After the recent crackdown, Xi Jinping is now in a bind. The group's debt issues pose a systematic risk to the Chinese economy and beyond. But if the state intervenes, it will give tacit approval to the actions of senior management at a time when the government is seeking to root-out financial excess.

Given the massive scale of the debt, $300bn and counting, it also represents a huge problem for the nation’s banks. More poignantly, however, there are thousands of buyers who have forked-out deposits for homes which may never be built. At the time of writing, it is difficult to gauge what path Beijing will follow, but people have had to endure stints in re-education camps for less.

Another consideration is that although Evergrande is the second largest property developer in China, it isn’t the only one in hock to the banks. A sustained retraction in property prices could give way to a secondary wave of defaults.

UK investors aren’t immune to this latest contagion from China. Specialist regional investment trusts and funds are obviously at risk, while commodity prices have already suffered as aggregate industrial demand in China has tailed off.
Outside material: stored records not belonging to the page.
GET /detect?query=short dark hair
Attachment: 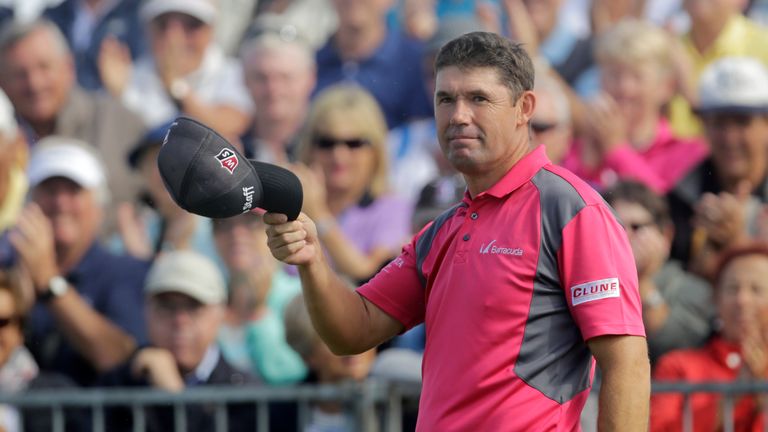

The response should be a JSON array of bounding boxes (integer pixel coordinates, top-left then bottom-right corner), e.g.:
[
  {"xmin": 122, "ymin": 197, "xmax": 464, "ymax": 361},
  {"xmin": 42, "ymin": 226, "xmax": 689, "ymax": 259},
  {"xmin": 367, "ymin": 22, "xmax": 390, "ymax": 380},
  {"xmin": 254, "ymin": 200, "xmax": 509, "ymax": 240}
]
[
  {"xmin": 434, "ymin": 31, "xmax": 534, "ymax": 99},
  {"xmin": 602, "ymin": 180, "xmax": 671, "ymax": 228}
]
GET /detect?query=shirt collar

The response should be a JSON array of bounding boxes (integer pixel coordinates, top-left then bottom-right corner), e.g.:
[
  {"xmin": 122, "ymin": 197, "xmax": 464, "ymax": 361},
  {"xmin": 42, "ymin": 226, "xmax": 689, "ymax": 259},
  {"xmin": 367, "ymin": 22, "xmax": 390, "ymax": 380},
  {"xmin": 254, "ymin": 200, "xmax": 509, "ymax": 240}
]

Indeed, if conditions deteriorate further in China, it could precipitate a rush into the US dollar which also has negative implications for commodity prices.

A point worth considering is that China’s febrile property market is partly due to an absence of alternative 'paper' investments, with the resultant property speculation a consequence of slow progress in opening China’s financial sector to foreign companies, a process entirely within the purview of President Xi.